A total of 200,000 tons of edible oil reserves will be auctioned to curb price hikes during the week-long National Day holidays, officials have announced.
The move is the latest effort by food and price watchdogs to rein in inflation, which is largely driven by soaring grain, pork and edible oil prices.
The consumer price index, a key gauge of inflation, hit 6.5 percent last month, the highest in a decade.
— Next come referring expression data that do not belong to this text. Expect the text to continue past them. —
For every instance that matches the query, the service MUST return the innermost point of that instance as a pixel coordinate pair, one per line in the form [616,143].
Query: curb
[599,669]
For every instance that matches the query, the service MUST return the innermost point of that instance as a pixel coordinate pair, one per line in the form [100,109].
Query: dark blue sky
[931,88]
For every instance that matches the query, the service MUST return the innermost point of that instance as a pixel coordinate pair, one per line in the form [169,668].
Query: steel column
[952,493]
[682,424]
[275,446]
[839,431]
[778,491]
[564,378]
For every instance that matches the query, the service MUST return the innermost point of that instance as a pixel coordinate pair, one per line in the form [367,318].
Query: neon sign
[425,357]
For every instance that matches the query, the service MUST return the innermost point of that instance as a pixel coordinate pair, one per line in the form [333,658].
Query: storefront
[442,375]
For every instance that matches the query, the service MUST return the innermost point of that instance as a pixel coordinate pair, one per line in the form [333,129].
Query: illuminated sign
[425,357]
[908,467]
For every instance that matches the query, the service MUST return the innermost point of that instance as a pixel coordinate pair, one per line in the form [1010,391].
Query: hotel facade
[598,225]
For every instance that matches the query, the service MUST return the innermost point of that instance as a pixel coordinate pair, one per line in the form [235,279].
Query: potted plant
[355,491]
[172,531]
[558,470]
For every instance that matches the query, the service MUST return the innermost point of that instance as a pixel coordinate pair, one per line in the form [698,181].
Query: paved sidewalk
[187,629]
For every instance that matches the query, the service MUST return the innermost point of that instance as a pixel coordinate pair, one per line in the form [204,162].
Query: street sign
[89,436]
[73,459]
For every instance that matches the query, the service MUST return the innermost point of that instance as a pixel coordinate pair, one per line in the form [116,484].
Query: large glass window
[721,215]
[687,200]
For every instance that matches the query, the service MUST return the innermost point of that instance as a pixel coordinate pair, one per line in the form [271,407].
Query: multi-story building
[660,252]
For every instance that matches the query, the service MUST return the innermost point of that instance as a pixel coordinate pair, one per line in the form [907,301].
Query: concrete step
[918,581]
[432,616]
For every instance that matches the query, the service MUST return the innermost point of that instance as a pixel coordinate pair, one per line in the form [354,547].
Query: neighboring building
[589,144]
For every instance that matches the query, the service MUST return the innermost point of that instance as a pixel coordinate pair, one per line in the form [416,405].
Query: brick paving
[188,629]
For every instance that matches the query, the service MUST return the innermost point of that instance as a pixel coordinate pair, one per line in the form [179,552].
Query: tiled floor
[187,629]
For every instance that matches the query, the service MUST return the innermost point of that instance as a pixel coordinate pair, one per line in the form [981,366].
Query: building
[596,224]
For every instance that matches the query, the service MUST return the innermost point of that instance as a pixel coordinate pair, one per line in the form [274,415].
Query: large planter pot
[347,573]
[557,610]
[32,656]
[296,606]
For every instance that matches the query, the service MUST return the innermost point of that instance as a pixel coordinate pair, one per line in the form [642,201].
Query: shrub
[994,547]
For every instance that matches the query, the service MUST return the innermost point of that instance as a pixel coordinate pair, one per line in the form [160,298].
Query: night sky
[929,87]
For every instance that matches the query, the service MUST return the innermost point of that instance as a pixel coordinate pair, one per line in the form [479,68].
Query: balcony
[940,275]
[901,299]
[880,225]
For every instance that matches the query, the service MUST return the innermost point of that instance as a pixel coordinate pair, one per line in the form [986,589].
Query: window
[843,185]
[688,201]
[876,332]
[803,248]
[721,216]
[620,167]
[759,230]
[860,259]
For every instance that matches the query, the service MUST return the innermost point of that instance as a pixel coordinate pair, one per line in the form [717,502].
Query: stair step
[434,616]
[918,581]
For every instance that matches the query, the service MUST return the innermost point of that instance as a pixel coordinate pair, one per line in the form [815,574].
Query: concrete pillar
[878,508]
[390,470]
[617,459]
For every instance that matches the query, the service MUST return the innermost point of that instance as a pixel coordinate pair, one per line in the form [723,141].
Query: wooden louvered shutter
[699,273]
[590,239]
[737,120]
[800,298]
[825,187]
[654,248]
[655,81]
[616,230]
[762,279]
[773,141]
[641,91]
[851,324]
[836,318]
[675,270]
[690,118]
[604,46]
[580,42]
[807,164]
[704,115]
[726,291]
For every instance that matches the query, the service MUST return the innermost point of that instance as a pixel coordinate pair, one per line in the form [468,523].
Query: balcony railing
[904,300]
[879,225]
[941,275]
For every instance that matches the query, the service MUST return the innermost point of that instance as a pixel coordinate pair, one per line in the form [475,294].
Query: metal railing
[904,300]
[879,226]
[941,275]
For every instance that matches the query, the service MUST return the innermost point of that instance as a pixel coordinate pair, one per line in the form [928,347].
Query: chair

Edible oil prices rose about 30 percent.
"The auction will ease inflation and the market shortage," said Chen Lina, an analyst with Beijing Orient Agribusiness Consultant Ltd.
The auction - of 178,000 tons of soybean oil and 22,000 tons of rapeseed oil stored in reserve in 11 provinces - will take place simultaneously in Anhui, Tianjin and Guangdong, with online transactions permitted.
No company can buy more than 5,000 tons, the State Grain Administration said in a notice posted on its website on Tuesday.
But given the annual per capita edible oil consumption of 18 kg, experts said long-term incentives are needed to improve the bleak situation of soybean and rapeseed production, which has suffered constant declines due to low profit margins and competition from the global market.
The State Council issued guidelines on Monday to ease the situation.
According to the guidelines:
Oilseed production will be revived by offering subsidies and tightening controls over edible oil exports.
Soybean production acreage that enjoys subsidies will be expanded to 2.67 million hectares from 700,000 hectares.
Rapeseed farmers are entitled to 150 yuan ($19) subsidy per hectare.
By the end of 2010, oilseed production area will increase by 6 percent, and total production by 14 percent.
However, given the higher profit in wheat production, farmers might be reluctant to switch to rapeseeds, according to Chen.
Due to shrinking area and bad weather, rapeseed production is expected to drop by 5 percent from last year to hit 12 million tons; and soybean production to hit the lowest level in a decade at 14.4 million tons this year.
The State Council announced last week that the import duty on soybeans would be slashed from 3 percent to 1 percent to encourage oil production.
Last month, the government released pork reserves in the market to "ensure that the major food prices will remain stable during the rest of the year".